There’s a moment every night when a table stops playing it safe.


You can see it coming.


The One-Glass Lie

It usually starts with “just a glass.”


A crisp white, something easy. Low commitment. Sensible. But halfway through, the tone shifts. The table’s warmer, louder, a little more curious.


Someone asks what we’d drink. A second bottle appears before the first one’s even fully cleared.


No one ever announces the switch. It just happens.


The Pasta That Wasn’t Planned

Kitchen ran a last-minute adjustment on the pasta del giorno this week—same bones, different finish.


A touch more acid, a little less richness. Nothing dramatic, but enough that the cooks paused, tasted, nodded. Sent it.


First few plates go out and within minutes: empty bowls, wiped clean without thinking about it.


That’s usually how you know. No feedback needed.


The Bar Keeps Score

There’s a quiet tally happening behind the bar.

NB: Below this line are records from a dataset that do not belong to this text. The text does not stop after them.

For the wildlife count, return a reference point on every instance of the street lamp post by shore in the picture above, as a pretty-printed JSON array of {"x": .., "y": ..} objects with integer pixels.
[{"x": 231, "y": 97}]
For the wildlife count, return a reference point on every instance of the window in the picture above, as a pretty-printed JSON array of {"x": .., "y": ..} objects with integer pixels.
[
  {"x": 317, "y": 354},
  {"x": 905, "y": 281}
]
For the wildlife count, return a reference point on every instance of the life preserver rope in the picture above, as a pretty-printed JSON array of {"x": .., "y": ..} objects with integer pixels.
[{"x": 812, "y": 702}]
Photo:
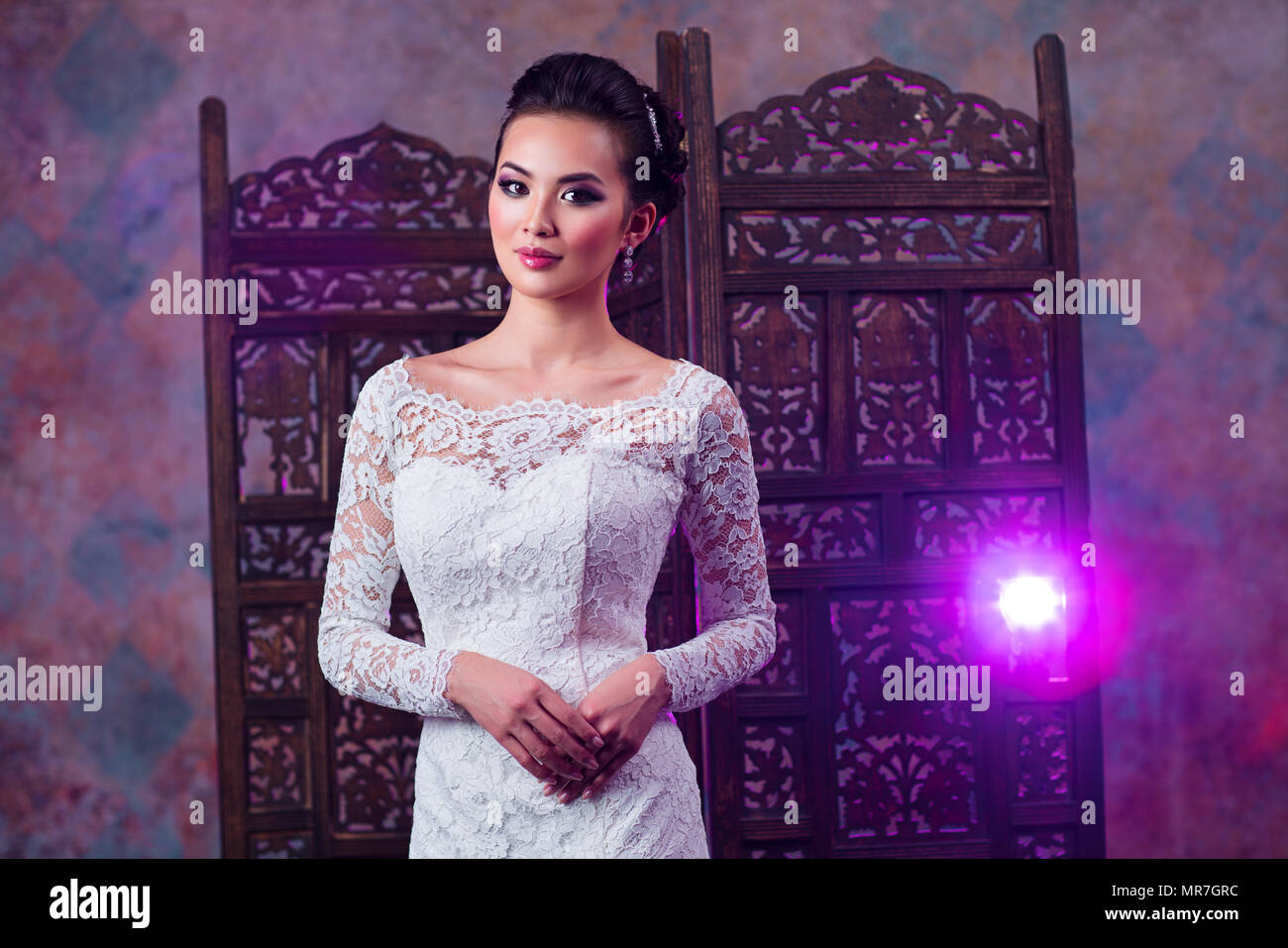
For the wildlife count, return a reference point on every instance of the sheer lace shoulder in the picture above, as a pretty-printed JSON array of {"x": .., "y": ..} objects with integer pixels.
[
  {"x": 721, "y": 520},
  {"x": 356, "y": 651},
  {"x": 443, "y": 397}
]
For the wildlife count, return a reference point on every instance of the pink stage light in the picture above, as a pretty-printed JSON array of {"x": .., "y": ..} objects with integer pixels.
[{"x": 1029, "y": 601}]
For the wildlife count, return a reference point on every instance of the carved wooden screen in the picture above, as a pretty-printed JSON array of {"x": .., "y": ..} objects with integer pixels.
[
  {"x": 914, "y": 300},
  {"x": 352, "y": 274}
]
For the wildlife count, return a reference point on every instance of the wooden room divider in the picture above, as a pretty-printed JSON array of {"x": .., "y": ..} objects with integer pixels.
[{"x": 855, "y": 304}]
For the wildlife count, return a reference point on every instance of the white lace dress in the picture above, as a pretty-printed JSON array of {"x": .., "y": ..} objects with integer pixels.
[{"x": 533, "y": 532}]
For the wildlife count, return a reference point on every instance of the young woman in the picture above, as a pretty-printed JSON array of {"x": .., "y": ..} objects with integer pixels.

How many Negronis before someone asks for something “a bit more bitter.” How often that turns into amaro. Which tables trust you after the first suggestion.


It’s not written down anywhere, but everyone knows the numbers by feel.


The Close That Sticks

End of the night, quick breakdown, a bit of laughter that’s just a touch too loud.


Someone pours a small something for the room—no ceremony, just a nod.


Glasses clink, lights come up, chairs go back.


Another night where one glass turned into two, then three, then a story.